Function IsHoliday(targetDay)
Dim ControlWs
'「管理情報」ワークシートを変数で保持
Set ControlWs = Worksheets("管理情報")
'祝日表と照合し、該当したらTrueを返す
Dim i As Integer
i = 0
'セルが空でない間くり返す
Do While Not IsEmpty(ControlWs.Cells(4 + i, 9).Value)
'対象日が祝日なら
If targetDay = ControlWs.Cells(4 + i, 9).Value Then
'Trueを返す
IsHoliday = True
'関数を終了
Exit Function
End If
i = i + 1
Loop
'すべての祝日をチェックし、該当なし
IsHoliday = False
End Function
Do While文内では、管理情報シートにある祝日一覧を1行ずつチェックしています。祝日に該当していればTrueを返します。なお、Excel VBAでは戻り値の設定をする際関数名 = 値と記述しますが、この記述自体が関数の終了を意味しません。直後にExit Functionと記述し、関数を途中終了させます。
祝日チェック処理の追加
関数ができたら、日付設定のプロシージャ内で祝日処理を対応します。第1回で掲載済みのマクロですが、追加部分を含めて全文を示します。プログラム中の(追加①)~(追加①ここまで)までが追加部分です。
Sub SetDays()
Dim year As Integer '年
Dim month As Integer '月
Dim day As Integer '日
Dim lastDay As Integer '末日
year = Cells(2, 1).Value '西暦取得
month = Cells(2, 4).Value '月取得
'日のみを取得
lastDay = getLastDay(year, month)
'日数分のくり返し
Dim i
For i = 1 To 31 Step 1
If i <= lastDay Then '実在日付チェック
'処理対象年月日
Dim targetYmd
targetYmd = DateSerial(year, month, i)
'日付の設定
Cells(8 + i, 1).Value = i
'曜日の設定
Cells(8 + i, 2).Value = Format(targetYmd, "aaa")
'曜日によって文字色を設定
Select Case Weekday(targetYmd)
Case 1 '日曜
Cells(8 + i, 2).Font.Color = RGB(&HFF, &H33, &H0)
Case 7 '土曜
Cells(8 + i, 2).Font.Color = RGB(&H0, &H66, &HFF)
Case Else '平日
Cells(8 + i, 2).Font.Color = vbBlack
End Select
'(追加①)
'祝日の場合は文字色を赤とする
If IsHoliday(targetYmd) Then
Cells(8 + i, 2).Font.Color = RGB(&HFF, &H33, &H0)
End If
'(追加①ここまで)
Else
'存在しない日付なら空を設定
Cells(8 + i, 1).Value = Empty
Cells(8 + i, 2).Value = Empty
End If
Next
End Sub
追加部分のプログラムでは、IsHoliday関数で祝日かどうかをチェックし、祝日であれば文字色を日曜日と同じ色にしています。

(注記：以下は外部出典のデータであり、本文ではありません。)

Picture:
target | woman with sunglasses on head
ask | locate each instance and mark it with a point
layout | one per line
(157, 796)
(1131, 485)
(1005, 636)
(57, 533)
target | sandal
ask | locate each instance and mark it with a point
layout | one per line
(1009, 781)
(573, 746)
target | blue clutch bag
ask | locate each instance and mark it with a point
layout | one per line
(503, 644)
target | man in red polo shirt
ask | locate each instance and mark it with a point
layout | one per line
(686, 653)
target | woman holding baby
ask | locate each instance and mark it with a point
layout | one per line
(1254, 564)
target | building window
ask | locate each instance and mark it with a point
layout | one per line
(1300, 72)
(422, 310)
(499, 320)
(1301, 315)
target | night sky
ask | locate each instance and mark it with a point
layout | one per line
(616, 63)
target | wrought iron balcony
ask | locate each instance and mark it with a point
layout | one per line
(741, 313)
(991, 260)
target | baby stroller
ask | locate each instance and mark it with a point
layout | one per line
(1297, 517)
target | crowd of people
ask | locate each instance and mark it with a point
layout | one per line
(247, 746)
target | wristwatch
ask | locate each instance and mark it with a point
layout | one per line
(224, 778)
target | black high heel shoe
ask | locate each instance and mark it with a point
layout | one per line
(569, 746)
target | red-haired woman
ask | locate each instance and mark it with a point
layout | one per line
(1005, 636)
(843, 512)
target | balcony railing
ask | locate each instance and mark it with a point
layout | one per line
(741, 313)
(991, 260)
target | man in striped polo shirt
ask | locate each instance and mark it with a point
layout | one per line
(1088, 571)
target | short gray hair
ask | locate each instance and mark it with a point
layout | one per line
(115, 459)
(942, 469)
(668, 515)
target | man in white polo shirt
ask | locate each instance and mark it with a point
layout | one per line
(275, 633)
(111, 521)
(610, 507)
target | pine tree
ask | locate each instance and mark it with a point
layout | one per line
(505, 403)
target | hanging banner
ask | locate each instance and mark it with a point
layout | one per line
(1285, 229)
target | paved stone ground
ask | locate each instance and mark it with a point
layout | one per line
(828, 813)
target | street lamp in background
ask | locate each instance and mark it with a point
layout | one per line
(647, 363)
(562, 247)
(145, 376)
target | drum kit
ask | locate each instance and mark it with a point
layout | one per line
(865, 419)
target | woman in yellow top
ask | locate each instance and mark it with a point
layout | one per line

マクロが作成できたので、日付設定ボタンを押して確認です。ゴールデンウィーク時期の祝日が反映されていることが確認できます。

入力チェック機能の実装
シートの利用者が入力を正しく行えているかをチェックする機能を実装します。入力チェック機能は、プログラミングの難しさ以上に、どこまでチェックするかを決めるのに頭を悩ませるところがあります。利用の実態にあったチェック範囲を決めるようにしなければいけません。今回は、次のような仕様とします。
- 年、月、勤怠列、開始列、終了列、休憩列の入力チェックを行う。
- 平日で勤怠列が未入力の場合、エラーとする。
- 勤怠列の入力に応じて以下のチェックを行う。
- 勤怠列が「出勤」の場合:開始列、終了列のいずれかが未入力ならエラーとする。
- 勤怠列が「欠勤」「有休」の場合:開始列、終了列、休憩列のいずれかに入力があればエラーとする。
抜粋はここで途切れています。